- Education: State University of New York at Buffalo
- Scientific career
- Workplaces: Rosalind Franklin University of Medicine and Science
- Thesis: Isolation and characterization of residual nuclei from S̲a̲c̲c̲h̲a̲r̲o̲m̲y̲c̲e̲s̲ c̲e̲r̲e̲v̲i̲s̲i̲a̲e̲ (1985)

= Judith Potashkin =

American neurobiologist

Judith Ann Potashkin is an American professor at Rosalind Franklin University of Medicine and Science. She is best known for her research on diseases such as Parkinson's and Alzheimer's. She is an elected fellow of the American Association for the Advancement of Science.

== Education and career ==
Potashkin has an undergraduate degree from Lehigh University (1977), and an M.S. in from Pennsylvania State University where she worked on the connection between ribosomal RNA synthesis and viruses. In 1985, Potashkin earned her Ph.D. from the State University of New York at Buffalo working on residual nuclei in yeast. Following her Ph.D. she was a postdoctoral scientist at Cold Spring Harbor Laboratory. She moved to Chicago Medical School in 1990 where she is a tenured professor.

== Research ==
Potashkin is known for her research on the role of RNA in neurodegenerative diseases. Her early research examined residual nuclei in Saccharomyces cerevisiae. She went on to examine the genes involved in RNA splicing and identified defects in RNA processing. Her research on Parkinson's disease includes defining biomarkers, characterizing dysregulated pathways, and assessing the role of nutrition.
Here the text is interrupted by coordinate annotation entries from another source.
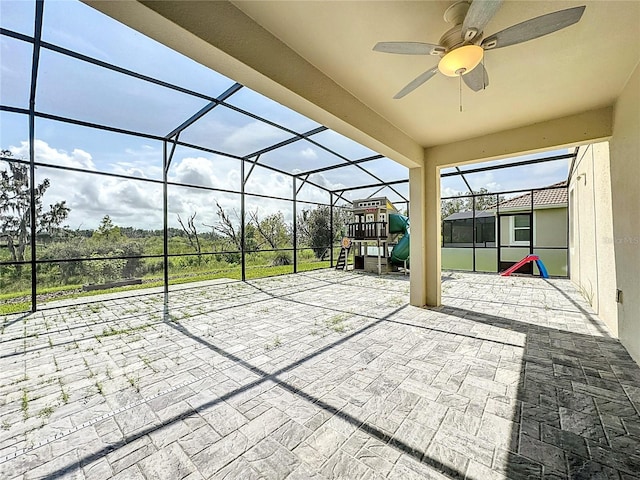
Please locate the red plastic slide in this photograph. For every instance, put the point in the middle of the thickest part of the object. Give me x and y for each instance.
(527, 259)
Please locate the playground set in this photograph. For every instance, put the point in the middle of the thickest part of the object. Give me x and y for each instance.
(378, 236)
(525, 260)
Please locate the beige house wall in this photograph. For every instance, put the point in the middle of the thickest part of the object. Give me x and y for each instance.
(591, 254)
(625, 202)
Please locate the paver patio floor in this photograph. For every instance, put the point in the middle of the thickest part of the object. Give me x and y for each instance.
(321, 375)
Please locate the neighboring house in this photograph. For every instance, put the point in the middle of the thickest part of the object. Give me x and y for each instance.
(523, 225)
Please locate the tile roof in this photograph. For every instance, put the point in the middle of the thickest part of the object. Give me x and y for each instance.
(556, 195)
(465, 215)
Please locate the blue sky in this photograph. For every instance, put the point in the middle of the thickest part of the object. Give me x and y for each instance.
(75, 89)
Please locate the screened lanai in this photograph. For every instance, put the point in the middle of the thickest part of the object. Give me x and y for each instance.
(139, 162)
(237, 353)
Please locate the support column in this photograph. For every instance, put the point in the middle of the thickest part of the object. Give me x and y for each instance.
(424, 212)
(433, 228)
(417, 271)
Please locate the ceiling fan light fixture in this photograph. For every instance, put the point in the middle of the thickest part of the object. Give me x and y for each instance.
(461, 60)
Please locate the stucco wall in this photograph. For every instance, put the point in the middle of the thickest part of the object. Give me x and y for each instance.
(625, 188)
(591, 253)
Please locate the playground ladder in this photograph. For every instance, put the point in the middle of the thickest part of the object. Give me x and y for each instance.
(341, 264)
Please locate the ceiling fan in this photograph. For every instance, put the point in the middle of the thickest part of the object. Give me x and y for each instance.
(462, 47)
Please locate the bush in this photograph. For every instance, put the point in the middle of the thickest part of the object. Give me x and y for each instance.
(281, 258)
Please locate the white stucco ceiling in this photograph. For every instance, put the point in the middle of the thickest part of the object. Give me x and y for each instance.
(580, 68)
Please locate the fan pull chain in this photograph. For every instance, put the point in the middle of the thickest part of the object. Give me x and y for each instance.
(460, 77)
(484, 76)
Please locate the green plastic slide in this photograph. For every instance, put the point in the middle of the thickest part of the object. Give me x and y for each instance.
(399, 224)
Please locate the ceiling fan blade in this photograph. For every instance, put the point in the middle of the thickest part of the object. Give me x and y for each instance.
(534, 28)
(478, 15)
(409, 48)
(477, 79)
(411, 86)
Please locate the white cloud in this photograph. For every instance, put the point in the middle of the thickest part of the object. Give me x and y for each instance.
(309, 153)
(251, 137)
(46, 154)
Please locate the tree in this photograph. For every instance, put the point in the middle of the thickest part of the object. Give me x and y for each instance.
(272, 229)
(314, 228)
(107, 231)
(15, 208)
(227, 228)
(191, 232)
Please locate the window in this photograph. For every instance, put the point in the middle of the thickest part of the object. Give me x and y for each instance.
(521, 229)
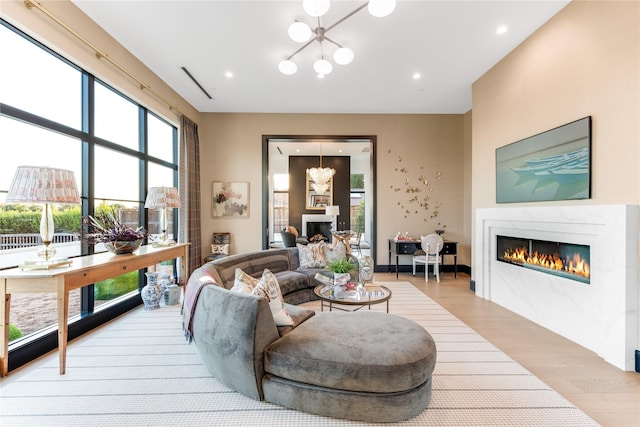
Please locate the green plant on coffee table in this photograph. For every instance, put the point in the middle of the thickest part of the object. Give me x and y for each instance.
(341, 265)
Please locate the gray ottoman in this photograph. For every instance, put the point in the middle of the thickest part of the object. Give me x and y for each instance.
(366, 366)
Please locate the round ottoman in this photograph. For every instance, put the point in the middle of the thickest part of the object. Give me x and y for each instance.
(366, 366)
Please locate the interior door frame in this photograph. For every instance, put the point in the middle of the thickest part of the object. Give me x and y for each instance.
(267, 139)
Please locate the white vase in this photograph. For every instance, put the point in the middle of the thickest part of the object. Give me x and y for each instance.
(152, 292)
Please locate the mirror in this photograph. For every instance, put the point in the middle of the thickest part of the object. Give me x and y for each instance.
(318, 201)
(287, 194)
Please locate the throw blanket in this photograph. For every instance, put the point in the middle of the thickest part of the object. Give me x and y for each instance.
(191, 294)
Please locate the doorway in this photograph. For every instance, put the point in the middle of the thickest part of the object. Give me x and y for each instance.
(359, 152)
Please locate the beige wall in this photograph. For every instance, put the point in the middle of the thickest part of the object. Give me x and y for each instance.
(584, 61)
(230, 149)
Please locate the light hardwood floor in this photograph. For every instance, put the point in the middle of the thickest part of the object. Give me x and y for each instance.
(607, 394)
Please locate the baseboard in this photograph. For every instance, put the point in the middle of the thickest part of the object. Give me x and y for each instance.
(383, 268)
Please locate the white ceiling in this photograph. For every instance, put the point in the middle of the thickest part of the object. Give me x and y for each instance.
(450, 43)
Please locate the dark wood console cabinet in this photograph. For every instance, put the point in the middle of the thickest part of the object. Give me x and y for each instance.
(409, 247)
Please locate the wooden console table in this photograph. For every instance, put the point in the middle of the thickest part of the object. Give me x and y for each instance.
(408, 247)
(83, 271)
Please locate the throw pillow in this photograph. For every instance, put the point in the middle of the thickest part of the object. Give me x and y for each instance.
(312, 255)
(220, 249)
(269, 288)
(243, 283)
(338, 252)
(292, 229)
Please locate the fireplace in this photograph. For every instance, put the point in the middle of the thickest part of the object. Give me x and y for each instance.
(567, 260)
(323, 228)
(602, 316)
(313, 224)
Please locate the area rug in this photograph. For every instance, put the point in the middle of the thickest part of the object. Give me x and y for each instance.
(138, 370)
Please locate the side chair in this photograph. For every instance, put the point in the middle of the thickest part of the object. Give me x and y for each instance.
(431, 245)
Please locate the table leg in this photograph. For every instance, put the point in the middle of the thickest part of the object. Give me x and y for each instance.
(63, 316)
(397, 265)
(4, 332)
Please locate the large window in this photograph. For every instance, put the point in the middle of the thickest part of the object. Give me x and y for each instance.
(52, 113)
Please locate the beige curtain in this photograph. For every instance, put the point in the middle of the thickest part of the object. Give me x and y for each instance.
(190, 193)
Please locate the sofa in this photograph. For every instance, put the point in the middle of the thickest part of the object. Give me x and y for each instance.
(365, 365)
(296, 283)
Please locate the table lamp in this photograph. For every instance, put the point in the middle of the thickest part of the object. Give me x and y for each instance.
(35, 185)
(163, 198)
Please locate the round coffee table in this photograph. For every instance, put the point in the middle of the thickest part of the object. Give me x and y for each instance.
(371, 294)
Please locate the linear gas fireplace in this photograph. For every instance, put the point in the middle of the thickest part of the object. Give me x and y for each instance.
(566, 260)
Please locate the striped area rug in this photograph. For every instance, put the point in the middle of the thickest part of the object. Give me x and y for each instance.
(139, 371)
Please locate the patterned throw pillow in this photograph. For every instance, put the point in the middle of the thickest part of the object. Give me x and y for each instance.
(312, 255)
(220, 249)
(269, 288)
(243, 283)
(292, 229)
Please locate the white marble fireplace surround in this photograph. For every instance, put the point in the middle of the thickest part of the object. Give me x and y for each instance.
(601, 316)
(318, 218)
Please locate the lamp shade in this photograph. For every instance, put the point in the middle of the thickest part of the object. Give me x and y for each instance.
(162, 197)
(332, 210)
(35, 184)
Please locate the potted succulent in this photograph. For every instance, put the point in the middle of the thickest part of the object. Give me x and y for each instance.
(117, 237)
(341, 267)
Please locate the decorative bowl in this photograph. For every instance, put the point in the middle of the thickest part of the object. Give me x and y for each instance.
(123, 247)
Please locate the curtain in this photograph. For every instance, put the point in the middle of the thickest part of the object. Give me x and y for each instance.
(190, 193)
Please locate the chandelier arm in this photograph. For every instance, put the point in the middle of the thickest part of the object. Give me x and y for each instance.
(301, 49)
(346, 17)
(332, 41)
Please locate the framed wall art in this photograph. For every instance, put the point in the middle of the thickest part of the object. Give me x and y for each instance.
(552, 165)
(230, 199)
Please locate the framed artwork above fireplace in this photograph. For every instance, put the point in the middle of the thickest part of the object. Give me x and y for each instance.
(552, 165)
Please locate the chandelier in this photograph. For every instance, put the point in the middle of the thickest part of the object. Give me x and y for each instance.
(320, 176)
(302, 33)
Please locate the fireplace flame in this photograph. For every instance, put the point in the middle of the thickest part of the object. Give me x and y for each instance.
(575, 265)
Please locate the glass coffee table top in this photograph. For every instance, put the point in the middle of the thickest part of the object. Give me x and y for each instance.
(352, 295)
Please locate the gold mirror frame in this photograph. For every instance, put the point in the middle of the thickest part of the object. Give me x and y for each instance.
(316, 201)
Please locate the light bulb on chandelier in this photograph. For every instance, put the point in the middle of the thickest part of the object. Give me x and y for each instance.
(303, 33)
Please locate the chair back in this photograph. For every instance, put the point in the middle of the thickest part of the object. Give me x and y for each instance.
(431, 244)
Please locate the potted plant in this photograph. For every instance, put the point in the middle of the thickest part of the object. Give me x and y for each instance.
(341, 267)
(117, 237)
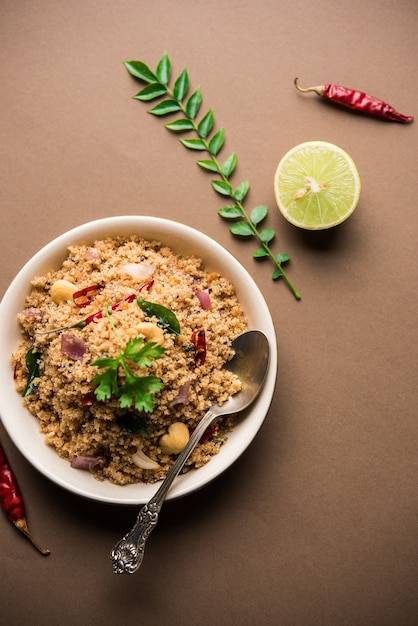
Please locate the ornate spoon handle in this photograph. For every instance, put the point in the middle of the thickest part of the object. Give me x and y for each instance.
(128, 553)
Her research also extends into investigations of Alzheimer's disease.

== Selected publications ==
- Santiago, Jose A. (2013). "Shared dysregulated pathways lead to Parkinson's disease and diabetes"
- Seidl, Stacey E. (2014). "The emerging role of nutrition in Parkinson's disease"
- Santiago, Jose A. (2015). "Network-based metaanalysis identifies HNF4A and PTBP1 as longitudinally dynamic biomarkers for Parkinson's disease"
- Santiago, Jose A. (2016). "Integrative transcriptomic meta-analysis of Parkinson's disease and depression identifies NAMPT as a potential blood biomarker for de novo Parkinson's disease"

== Awards and honors ==
Potashkin was elected a fellow of the American Association for the Advancement of Science in 2020.